Back in the heady days of 2007, as the music faded and the realisation was dawning that the party was over, then-Taoiseach Bertie Ahern spent a lot of his time trying to convince people to stay for one more round. His most infamous remark around that time was a critique of those who were beginning to err away from the group-think, the ones he deemed to be “talking down the economy”. It was a crass and flippant remark on an important and sensitive topic but to set aside the seriousness of the issue at hand, what really stood out was the utter stupidity of it all. How could someone in such an important position of influence, take such a dim-witted view and express it in such an ignorant manner?
The same instinctive reaction came to mind upon reading Pat McEnaney’s comments from the Mayo v Dublin clash over the weekend. The dismissive tone. That air of “I-know-better-than-you”. The sheer inaccuracy of it all. In the aftermath of Sunday’s contest, Joe McQuillan has been somewhat insulated in the media with a general consensus emerging that it was a nigh-on ungovernable game which he did well to control. Keith Duggan captured the chaos in Monday’s Irish Times describing it as being akin to a zookeeper turning up for work and finding all the cages open. But McQuillan didn’t merely arrive powerless to this scene, he was an active participant in its development.
Let’s examine the expert verdict on two key incidents and it’s worth taking a moment here to establish the credentials of that opinion. Pat McEnaney is one of the most experienced referees in the history of Gaelic games, taking charge of All-Ireland finals, International Rules tests and from 2012-2015 was Chairman of the National Referees Committee. His opinion carries weight, and his knowledge should be drawn upon to educate and enlighten the casual observer. In Australia, former referees are regularly employed on TV and radio during AFL matches to comment on incidents. BT Sport have taken a similar route this season in their Premier League coverage where Howard Webb contributes to technical discussions.
“Philly McMahon, did it clearly show that he struck with his head? I would say there is no clear striking of the head. Yes, he put his head forward. Yes, the other boy put his head slightly forward. But as someone would say, that’s how they walk in Ballymun anyway!”
Dismissive of a rule of the game and somewhat disparaging of the inhabitants of an area of Dublin in the one breath. To accept the antagonist in question did move his head towards an opponent and then reject its validity with a pathetic attempt at humour makes for feeble ‘analysis’. For what it’s worth, my personal opinion is that McMahon shouldn’t face censure for the incident. Having viewed the footage several times and still undecided on the nature of the coming together, I’d rather give the benefit of the doubt where no injury has been sustained. But then again I’m just an average specator – if only there were a knowledgeable commentator to educate me on these technical rules and how the disciplinary process should proceed. Say a former referee for example. Ahem.
“Yes, it was borderline. It was a bit rash. Knowing Jonny Cooper, he’s not that type of player. I’d say if I was refereeing the game myself, it would be still be just yellow”

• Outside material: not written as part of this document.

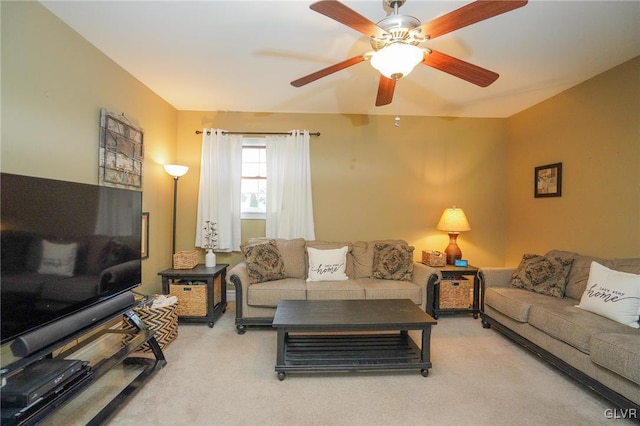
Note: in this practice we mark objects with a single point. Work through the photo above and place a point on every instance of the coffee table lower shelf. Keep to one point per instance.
(349, 352)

Jim Gavin has always appeared fairly level-headed and understated in his public utterances. He may rightly have faced criticism for his obtuse stance on a nasty incident in the recent challenge match with Armagh, but there was clearly a larger enforced omerta in place. This calm and reasoned nature was again evident immediately after the game when he was questioned on some of the refereeing calls. “It would be very unfair of me to comment. Joe made the decision based on whatever information he received”. A rational suggestion that the referee makes a decision to the best of his abilities based on information to hand.
The excuse of “not that type of player” is one more regularly trotted out by the coterie of ex-players or managers. For someone in McEnaney’s position to even contemplate this as a valid reason behind the decision-making process is concerning. Of all the various flashpoints in Sunday’s clash, Cooper’s was arguably the most serious. It was a deliberate, reckless and cynical attempt to immobilise an opponent and one which could have easily ended Diarmuid O’Connor’s season. The fact that McQuillan awarded a free indicated he had clearly witnessed it, and it’s a poor reflection on his performance that stronger action wasn’t taken. McEnaney’s absolution on such spurious grounds is unhelpful, bordering on irresponsible.
These are but two incidents from a footballing maelstrom, where both East and West alike will likely harbour resentment as we head towards the replay. Comments in the media from those such as McEnaney certainly haven’t helped ease the tension or educate the masses. With the disciplinary process yet to run its course there is every reason to expect another powder-keg atmosphere on Saturday. Let’s hope Eddie Kinsella and his team can better control the blast.